What that has to do with socks? The study also found that cold feet got in the way of orgasm: Fifty percent of couples could achieve an orgasm without socks, but while wearing socks, that percentage increased to 80 percent. Unfortunately, the study only split the results by couples (and not by gender), so it’s unclear who exactly was better off with socks on. It would make sense to assume that these are women, given Holstege’s comments that women want to feel comfortable. But judging from my own (N = 1) experience, it might as well be the case with men.
So it is true? Do socks help you to come better?
Well … a study with 13 heterosexual couples doesn’t determine my idea of good scientific support. In 2016, a group of researchers in Finland published their findings based on five national surveys. These were multi-year studies on the female orgasm. The results showed that for the majority of women, the likelihood of an orgasm depended mainly on emotional safety; an orgasm is more likely when a woman finds herself in a situation with someone who ‘felt good’ or when it ‘clicked emotionally’. And warmth provides both physical and emotional security.

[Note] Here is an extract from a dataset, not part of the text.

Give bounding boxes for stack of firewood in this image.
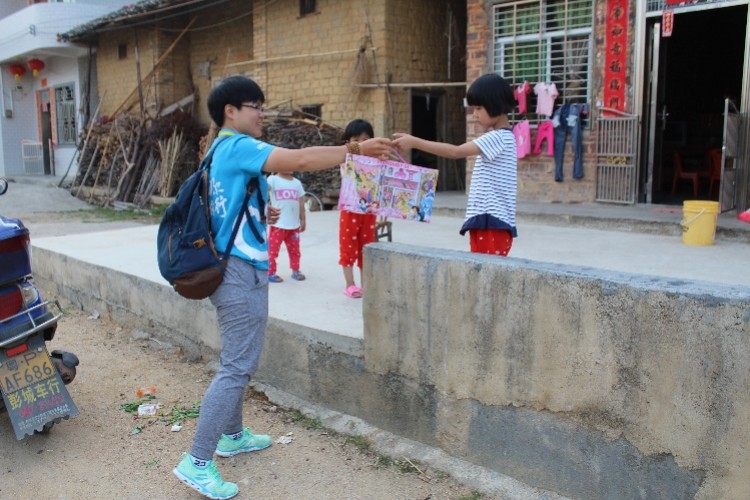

At the very basic biological survival level, we experience cold as a danger to the body, triggering the so-called ‘fight or flight response’. And that’s the opposite of the feeling of relaxation and comfort we need for an orgasm. When danger threatens, the amygdala, the fear-processing part of the brain, is automatically activated to scan the environment and gather information to determine if you are safe. Not only cold, but also being distracted by hearing someone approach, evokes the same ‘fight or flight response’. In this ‘fight or flight’ reaction, blood flows away from the genitals to other important body parts necessary for survival. As a result, it is hardly possible to get excited both physically and mentally. Never mind being able to cum.
The opposite is also true. When the body is warm and comfortable, you instinctively feel safe. Your muscles relax, the mind slows down, blood flows to the genitals, … All elements that contribute to arousal and the possibility of an orgasm.
But does it really work?
Mêh … It is sometimes said that white socks in sandals work great as a means of contraception. Socks (not stockings! Stockings are fine) are almost never really sexy. In addition, socks can also literally form a barrier to intimacy.
Still, a 2015 paper from the National Bureau of Economic Research says climate change has an effect on birth rates. The report notes that “extreme temperatures can affect coitus frequency”. This means that when it comes to sex, bodies are indeed affected by temperature.
Does this mean that from now on we should put on a pair of socks when we are going to have sex? If you suffer from cold feet and find that you cannot relax enough as a result, then it is definitely worth a try.